Table 1. RBAC for IBM Storage Fusion HCI System users
User interface page or menu option Cluster-admin View user
Events
  • You can mark events as fixed
  • You cannot mark events as fixed
Applications
  • You can assign policies to applications
  • You can restore application backup
  • You can edit application details
  • You can enable or disable applications for disaster recovery
  • You cannot assign policies to applications
  • You cannot restore application backup
  • You cannot edit application details
  • You cannot enable applications for disaster recovery
Backup policies
  • You can add, edit, or delete policies
  • You can add, edit, or delete backup locations
  • You cannot add, edit, or delete policies
  • You cannot add, edit or delete backup locations
Infrastrucure > Compute page
  • Can upsize nodes or add storage disks.
  • Can manage node resources like moving a node to maintenance, power on a node, and so on.
  • Cannot upsize nodes or add storage disks.
  • Cannot manage node resources.
Infrastructure > Network page
  • Can run commands on switches
  • Can add VLANs and Links.
  • Cannot run commands on switches.
  • Cannot add VLANs and Links.

Settings > Call Home page.

  • Can enable IBM Call Home or edit Call Home details.
  • Cannot enable Call Home or edit Call Home details.

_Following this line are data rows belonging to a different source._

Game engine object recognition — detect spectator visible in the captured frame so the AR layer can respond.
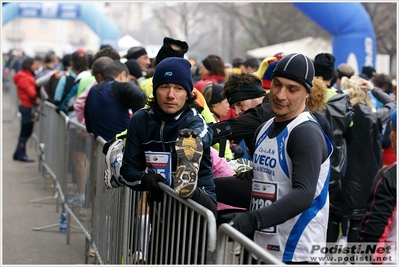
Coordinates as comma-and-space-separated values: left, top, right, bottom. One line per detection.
327, 75, 396, 253
84, 61, 146, 141
210, 72, 274, 156
202, 82, 233, 159
12, 57, 40, 162
53, 51, 91, 119
305, 77, 334, 142
74, 56, 114, 126
35, 50, 59, 100
244, 57, 260, 73
359, 109, 397, 265
124, 46, 151, 74
223, 53, 333, 264
313, 52, 353, 247
73, 46, 121, 126
334, 63, 355, 90
231, 55, 246, 73
370, 73, 393, 108
194, 54, 226, 93
202, 82, 230, 123
361, 65, 376, 81
124, 59, 143, 84
253, 52, 284, 91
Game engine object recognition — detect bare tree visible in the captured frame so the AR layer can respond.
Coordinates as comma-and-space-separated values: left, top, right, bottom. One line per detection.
152, 3, 215, 52
214, 3, 330, 50
362, 3, 397, 75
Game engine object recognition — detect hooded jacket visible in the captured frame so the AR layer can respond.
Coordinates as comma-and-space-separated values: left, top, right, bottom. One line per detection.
330, 103, 382, 219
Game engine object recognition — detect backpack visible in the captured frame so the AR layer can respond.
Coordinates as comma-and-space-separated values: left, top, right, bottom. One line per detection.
48, 71, 75, 105
324, 91, 353, 195
57, 71, 91, 113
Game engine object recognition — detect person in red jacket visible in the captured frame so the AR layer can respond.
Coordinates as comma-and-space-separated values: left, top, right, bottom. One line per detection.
12, 57, 40, 162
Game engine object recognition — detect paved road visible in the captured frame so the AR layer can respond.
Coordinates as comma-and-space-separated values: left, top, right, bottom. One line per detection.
2, 91, 94, 265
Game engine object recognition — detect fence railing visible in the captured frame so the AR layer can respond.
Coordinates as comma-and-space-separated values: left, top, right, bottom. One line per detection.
215, 223, 284, 265
8, 83, 284, 264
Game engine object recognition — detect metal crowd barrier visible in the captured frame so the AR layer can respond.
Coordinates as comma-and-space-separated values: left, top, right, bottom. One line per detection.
31, 101, 68, 231
215, 223, 285, 265
90, 137, 217, 264
2, 73, 19, 123
28, 97, 284, 265
91, 137, 126, 264
64, 119, 94, 262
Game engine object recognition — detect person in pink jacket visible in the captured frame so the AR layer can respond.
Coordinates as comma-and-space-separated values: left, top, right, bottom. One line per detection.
12, 57, 40, 162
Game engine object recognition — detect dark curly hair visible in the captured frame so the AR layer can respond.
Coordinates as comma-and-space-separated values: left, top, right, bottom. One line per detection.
222, 72, 262, 97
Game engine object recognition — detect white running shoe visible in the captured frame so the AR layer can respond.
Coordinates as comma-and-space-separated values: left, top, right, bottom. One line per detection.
104, 139, 124, 189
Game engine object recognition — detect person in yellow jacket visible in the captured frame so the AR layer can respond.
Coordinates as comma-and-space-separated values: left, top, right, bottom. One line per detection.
252, 52, 284, 92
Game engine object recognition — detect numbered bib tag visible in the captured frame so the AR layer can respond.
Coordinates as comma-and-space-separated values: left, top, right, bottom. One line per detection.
251, 181, 278, 234
145, 151, 172, 186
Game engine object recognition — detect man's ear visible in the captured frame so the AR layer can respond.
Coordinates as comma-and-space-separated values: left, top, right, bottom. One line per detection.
117, 71, 127, 82
94, 73, 103, 83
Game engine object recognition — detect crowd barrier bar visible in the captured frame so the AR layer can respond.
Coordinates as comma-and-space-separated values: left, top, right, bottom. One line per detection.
63, 119, 94, 262
214, 223, 285, 264
31, 102, 69, 231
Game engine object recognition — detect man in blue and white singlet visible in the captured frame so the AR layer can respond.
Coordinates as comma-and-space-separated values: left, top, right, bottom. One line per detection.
224, 53, 333, 264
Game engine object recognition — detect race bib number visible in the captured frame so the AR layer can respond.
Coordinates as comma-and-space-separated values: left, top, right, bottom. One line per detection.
145, 151, 172, 186
251, 181, 278, 234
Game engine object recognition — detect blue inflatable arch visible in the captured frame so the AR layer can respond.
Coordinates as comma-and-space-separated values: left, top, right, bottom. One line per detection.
293, 2, 376, 72
2, 2, 376, 72
2, 2, 120, 50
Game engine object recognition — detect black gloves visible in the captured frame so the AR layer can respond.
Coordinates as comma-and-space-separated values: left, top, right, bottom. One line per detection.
221, 211, 259, 237
236, 169, 253, 181
179, 128, 199, 138
141, 173, 168, 202
231, 145, 244, 159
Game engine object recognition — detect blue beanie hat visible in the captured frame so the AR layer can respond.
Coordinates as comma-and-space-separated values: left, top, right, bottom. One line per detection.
272, 53, 314, 93
391, 109, 397, 130
152, 57, 193, 97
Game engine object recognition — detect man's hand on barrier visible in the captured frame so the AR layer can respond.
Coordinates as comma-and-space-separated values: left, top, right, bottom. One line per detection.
141, 173, 167, 202
221, 211, 259, 237
235, 169, 253, 181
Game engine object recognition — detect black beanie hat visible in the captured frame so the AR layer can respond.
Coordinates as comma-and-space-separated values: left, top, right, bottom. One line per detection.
152, 57, 193, 96
155, 37, 189, 66
124, 59, 143, 79
209, 83, 225, 105
125, 47, 147, 60
361, 66, 376, 80
313, 53, 335, 80
272, 53, 314, 92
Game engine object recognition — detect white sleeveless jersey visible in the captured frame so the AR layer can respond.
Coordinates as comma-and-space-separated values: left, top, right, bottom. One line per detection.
251, 111, 332, 262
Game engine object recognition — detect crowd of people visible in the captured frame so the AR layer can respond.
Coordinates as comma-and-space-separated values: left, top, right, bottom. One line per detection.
4, 36, 397, 264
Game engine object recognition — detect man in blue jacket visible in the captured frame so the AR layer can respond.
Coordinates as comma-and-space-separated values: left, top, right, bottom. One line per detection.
108, 57, 217, 215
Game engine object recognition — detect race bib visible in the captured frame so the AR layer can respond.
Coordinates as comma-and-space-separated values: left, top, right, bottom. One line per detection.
145, 151, 172, 186
251, 181, 278, 234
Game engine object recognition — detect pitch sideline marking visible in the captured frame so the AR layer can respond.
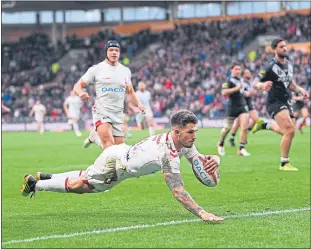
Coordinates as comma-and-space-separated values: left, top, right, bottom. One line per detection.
2, 207, 310, 246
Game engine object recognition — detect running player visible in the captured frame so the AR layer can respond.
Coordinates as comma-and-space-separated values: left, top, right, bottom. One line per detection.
252, 38, 309, 171
29, 100, 46, 134
229, 69, 261, 147
63, 90, 82, 137
21, 110, 223, 223
217, 63, 251, 156
73, 40, 145, 150
135, 81, 155, 136
292, 83, 309, 134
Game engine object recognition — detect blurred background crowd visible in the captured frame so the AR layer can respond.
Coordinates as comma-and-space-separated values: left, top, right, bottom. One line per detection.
2, 11, 310, 122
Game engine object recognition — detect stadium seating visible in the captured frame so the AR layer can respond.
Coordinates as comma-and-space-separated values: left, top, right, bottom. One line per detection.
1, 12, 310, 121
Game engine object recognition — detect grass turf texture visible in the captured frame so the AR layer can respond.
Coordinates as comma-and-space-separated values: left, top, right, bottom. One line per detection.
2, 128, 310, 248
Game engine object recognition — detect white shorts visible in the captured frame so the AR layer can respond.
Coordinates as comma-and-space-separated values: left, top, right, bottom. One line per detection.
135, 109, 153, 124
92, 106, 124, 137
35, 117, 44, 122
82, 144, 133, 192
68, 111, 80, 120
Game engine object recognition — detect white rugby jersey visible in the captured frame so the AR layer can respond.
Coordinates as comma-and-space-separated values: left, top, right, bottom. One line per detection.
124, 132, 198, 177
65, 96, 81, 114
91, 132, 199, 178
81, 61, 131, 112
135, 90, 152, 110
32, 104, 46, 120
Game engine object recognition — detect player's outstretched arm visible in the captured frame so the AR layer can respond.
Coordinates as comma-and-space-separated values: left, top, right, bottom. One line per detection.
63, 101, 69, 116
29, 107, 34, 117
163, 172, 224, 222
289, 80, 309, 99
126, 84, 145, 112
73, 79, 90, 100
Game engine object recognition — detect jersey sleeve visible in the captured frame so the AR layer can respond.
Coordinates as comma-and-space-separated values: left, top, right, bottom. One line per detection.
256, 62, 273, 82
222, 79, 232, 89
80, 66, 96, 85
64, 97, 69, 105
161, 154, 181, 174
183, 145, 199, 160
126, 68, 132, 86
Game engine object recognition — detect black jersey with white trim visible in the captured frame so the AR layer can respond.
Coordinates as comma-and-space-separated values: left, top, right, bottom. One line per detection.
256, 58, 294, 103
222, 76, 246, 107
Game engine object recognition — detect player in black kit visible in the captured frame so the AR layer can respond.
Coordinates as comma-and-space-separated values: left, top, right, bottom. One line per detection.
252, 38, 309, 171
292, 83, 309, 134
217, 63, 251, 157
229, 69, 264, 147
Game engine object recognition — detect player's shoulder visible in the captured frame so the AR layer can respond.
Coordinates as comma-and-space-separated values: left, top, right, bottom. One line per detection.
229, 76, 240, 84
118, 62, 131, 73
266, 58, 277, 68
286, 59, 293, 66
90, 61, 106, 70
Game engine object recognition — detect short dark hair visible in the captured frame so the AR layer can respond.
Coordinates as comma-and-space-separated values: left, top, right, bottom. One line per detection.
170, 110, 198, 128
231, 62, 241, 69
271, 38, 284, 49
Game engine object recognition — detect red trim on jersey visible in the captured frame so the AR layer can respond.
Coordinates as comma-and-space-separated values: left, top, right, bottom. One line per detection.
165, 132, 170, 142
166, 132, 179, 157
79, 170, 83, 176
82, 179, 95, 190
95, 120, 102, 129
170, 152, 178, 158
65, 177, 69, 192
169, 145, 176, 153
156, 134, 163, 145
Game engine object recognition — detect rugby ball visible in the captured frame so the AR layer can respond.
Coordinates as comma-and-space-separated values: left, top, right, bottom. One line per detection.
192, 154, 220, 187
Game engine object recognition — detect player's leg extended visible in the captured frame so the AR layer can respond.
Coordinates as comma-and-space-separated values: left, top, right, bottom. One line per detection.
21, 174, 93, 197
229, 118, 239, 147
252, 118, 283, 135
237, 113, 251, 156
217, 118, 233, 156
146, 116, 155, 136
37, 121, 44, 134
84, 127, 103, 149
123, 115, 131, 138
72, 118, 82, 137
135, 113, 144, 130
97, 123, 115, 149
248, 110, 258, 130
298, 107, 309, 133
274, 109, 298, 171
35, 170, 85, 180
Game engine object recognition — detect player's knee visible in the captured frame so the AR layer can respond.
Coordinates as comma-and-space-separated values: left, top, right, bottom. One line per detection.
240, 126, 248, 132
221, 127, 230, 134
284, 126, 295, 137
67, 179, 85, 194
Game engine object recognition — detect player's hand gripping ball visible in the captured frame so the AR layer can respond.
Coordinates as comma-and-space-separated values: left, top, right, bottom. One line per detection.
192, 154, 220, 187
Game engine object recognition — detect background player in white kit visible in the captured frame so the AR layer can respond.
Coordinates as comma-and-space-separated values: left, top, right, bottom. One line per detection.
73, 40, 145, 150
135, 81, 155, 136
63, 90, 82, 137
29, 100, 46, 134
21, 110, 223, 223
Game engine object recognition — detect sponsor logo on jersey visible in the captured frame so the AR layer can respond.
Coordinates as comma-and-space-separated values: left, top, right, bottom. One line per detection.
101, 87, 125, 93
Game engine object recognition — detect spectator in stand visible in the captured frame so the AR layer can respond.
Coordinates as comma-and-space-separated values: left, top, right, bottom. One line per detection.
1, 13, 309, 123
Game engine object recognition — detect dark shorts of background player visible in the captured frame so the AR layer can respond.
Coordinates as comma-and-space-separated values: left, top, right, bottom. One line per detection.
293, 101, 305, 112
246, 101, 254, 111
267, 101, 294, 119
226, 105, 248, 120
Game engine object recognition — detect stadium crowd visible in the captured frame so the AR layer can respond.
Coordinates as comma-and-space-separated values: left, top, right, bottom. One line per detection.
1, 12, 310, 122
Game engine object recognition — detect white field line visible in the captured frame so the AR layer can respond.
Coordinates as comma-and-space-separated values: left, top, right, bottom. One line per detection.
2, 207, 310, 246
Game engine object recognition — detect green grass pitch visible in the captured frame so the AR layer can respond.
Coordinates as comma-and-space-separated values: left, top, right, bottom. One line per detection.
2, 128, 310, 248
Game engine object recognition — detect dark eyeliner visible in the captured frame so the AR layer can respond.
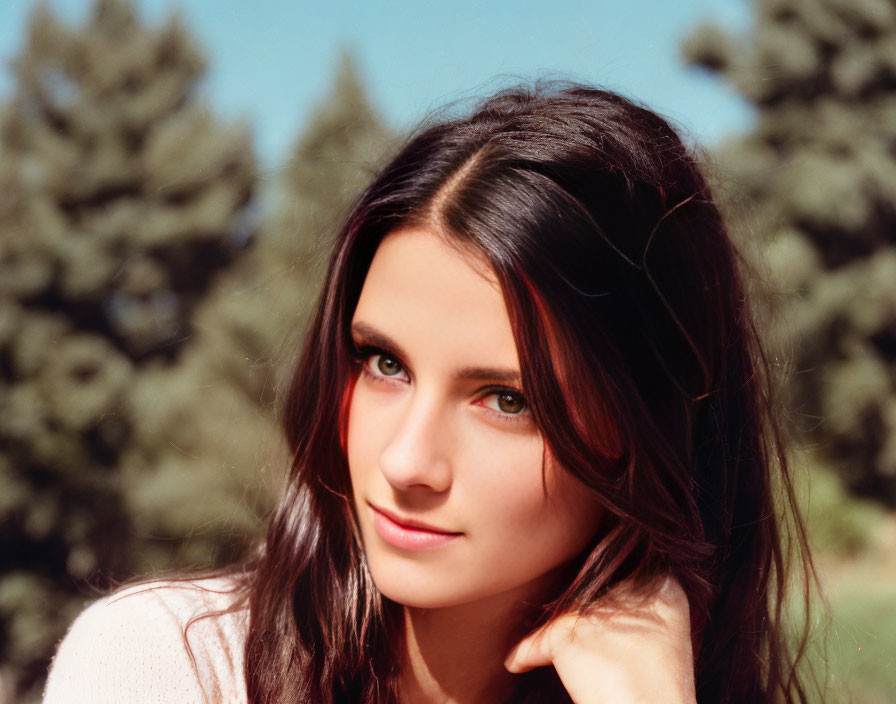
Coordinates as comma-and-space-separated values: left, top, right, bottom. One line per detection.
350, 342, 408, 382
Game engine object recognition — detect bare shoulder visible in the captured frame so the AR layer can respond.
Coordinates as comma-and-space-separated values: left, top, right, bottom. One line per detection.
43, 576, 248, 704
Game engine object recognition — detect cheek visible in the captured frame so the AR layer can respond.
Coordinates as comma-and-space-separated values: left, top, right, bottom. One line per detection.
458, 424, 544, 501
464, 438, 593, 535
474, 451, 602, 566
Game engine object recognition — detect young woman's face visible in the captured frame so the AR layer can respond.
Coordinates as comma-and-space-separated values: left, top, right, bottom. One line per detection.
347, 226, 603, 610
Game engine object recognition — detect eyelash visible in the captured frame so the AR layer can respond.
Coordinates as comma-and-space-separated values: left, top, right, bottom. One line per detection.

Settings > Encryption page.

  • Can edit encryption settings.
  • Can delete encryption settings.
  • Cannot edit encryption settings.
  • Cannot delete encryption settings.
From the title bar, click the help icon and select Collect support logs.
  • Can generate logs and log sets.
  • Can enable Call Home.
  • Cannot generate logs or log sets.
  • Can download generated logs.
App Switcher icon in title bar > Storage outbound arrow
  • Can replace disk (pdisk replacement).
  • Can download snap.
  • Can manage events (mark as resolved, fix, hide tip, notification, and others).
  • Cannot configure, modify, or manage the system or its resources.
Disaster recovery
  • Can set up site 1, site 2, and tiebreaker in Metro Sync DR.
  • Can upgrade local, remote and tiebreaker clusters
  • Can failover applications from one site to another
  • Cannot set up site 1, site 2, and tiebreaker in Metro Sync DR.
  • Cannot upgrade local, remote and tiebreaker clusters
  • Cannot failover applications from one site to another
Services
  • Can enable and disable IBM Storage Fusion services
  • Can upgrade IBM Storage Fusion services
  • Cannot enable and disable IBM Storage Fusion services
  • Cannot upgrade IBM Storage Fusion services
Applications icon in title bar >OpenShift outbound arrow For more information about the permissions of the role, see Using RBAC to define and apply permissions.
Note: Menu option is available to navigate to OpenShift console with same login credentials.